According to the Centers for Disease Control and Prevention, 93,000 people died of an overdose in the U.S. in 2020; the most ever in a single year. It's believed the isolation of the pandemic made it difficult for those in recovery to get the crucial support they need.
Friday's vigil is a chance to remember people, Sabo says, instead of the addiction that took their lives.
"They're not just their struggles. They're more than that. They were a person and we're not just sad that they're dead. We're happy that they lived," she said.
The vigil is set for 6:30 p.m. next to the LOVE sign outside the Hampton Roads Convention Center.
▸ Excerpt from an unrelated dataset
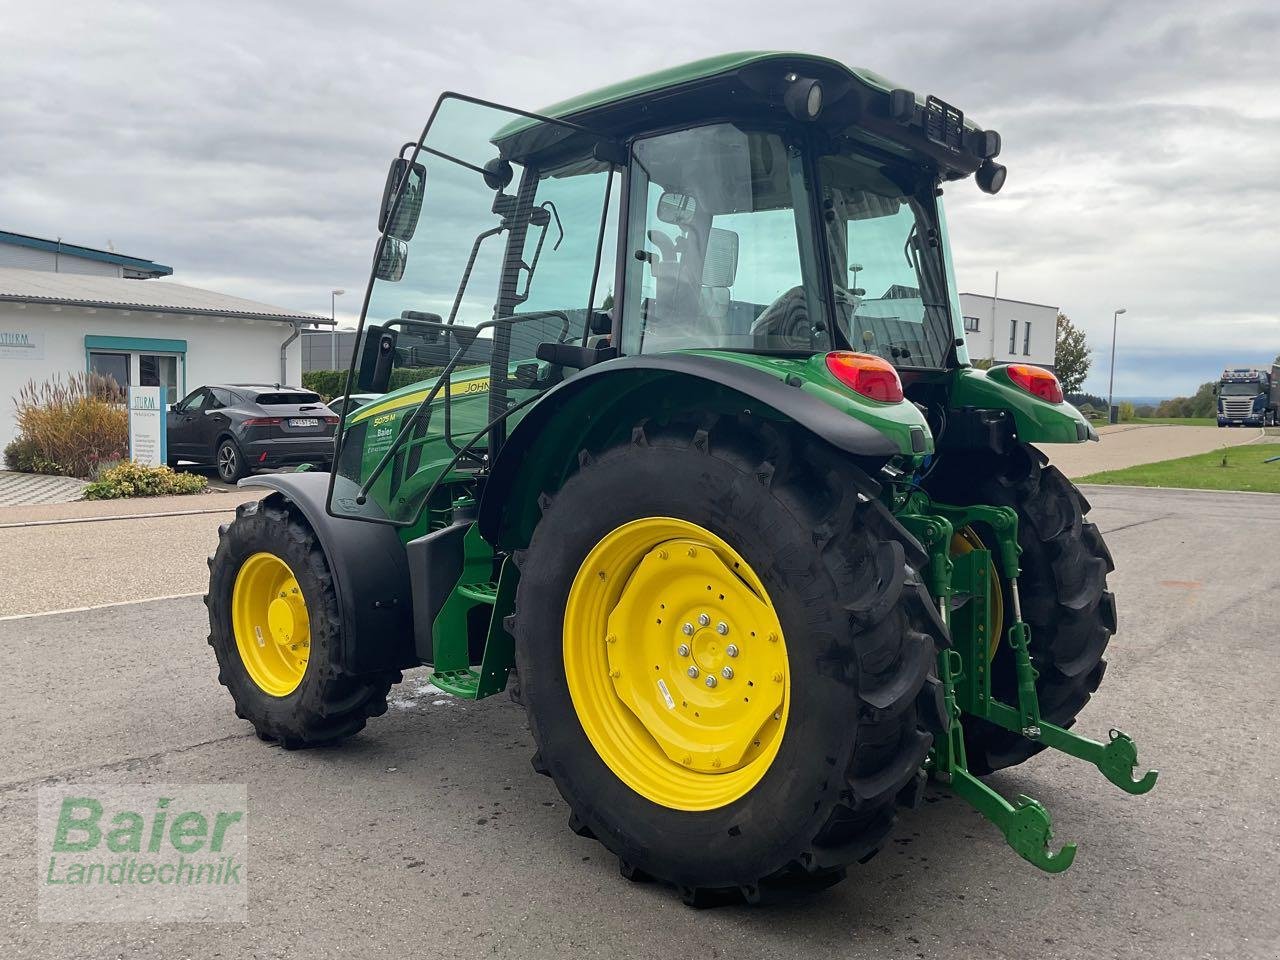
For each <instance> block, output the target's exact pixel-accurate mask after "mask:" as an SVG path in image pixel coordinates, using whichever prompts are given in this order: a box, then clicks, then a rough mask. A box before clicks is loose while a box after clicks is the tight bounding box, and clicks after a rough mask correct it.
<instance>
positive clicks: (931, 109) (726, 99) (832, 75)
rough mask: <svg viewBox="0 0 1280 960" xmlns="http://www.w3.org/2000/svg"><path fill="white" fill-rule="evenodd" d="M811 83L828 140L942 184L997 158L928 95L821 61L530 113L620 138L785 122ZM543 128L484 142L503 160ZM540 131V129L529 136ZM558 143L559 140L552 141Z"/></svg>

It will include a service, the sharing of memories from loved ones and will see the building turned purple, the color of Overdose Awareness Day.
On the south side, April Brooks says she will take Overdose Awareness Day to continue getting ready for her annual event in honor of her brother Will West; the StrongWILL 5k run/walk in Suffolk.
"My husband and I were the ones that found him. He was living with us at the time," she recalled.
West died in April of 2016. By the end of the year, Brooks had already founded a non-profit in his name.
StrongWILL raises awareness about addiction and has provided tens of thousands of dollars in support of people working toward recovery.
"At least for me, part of that grieving process was to kind of make a difference. To honor his name," Brooks told News 3.
The annual run/walk event is a major fundraiser for the organization. This year's is set for October 16 and spaces are still available.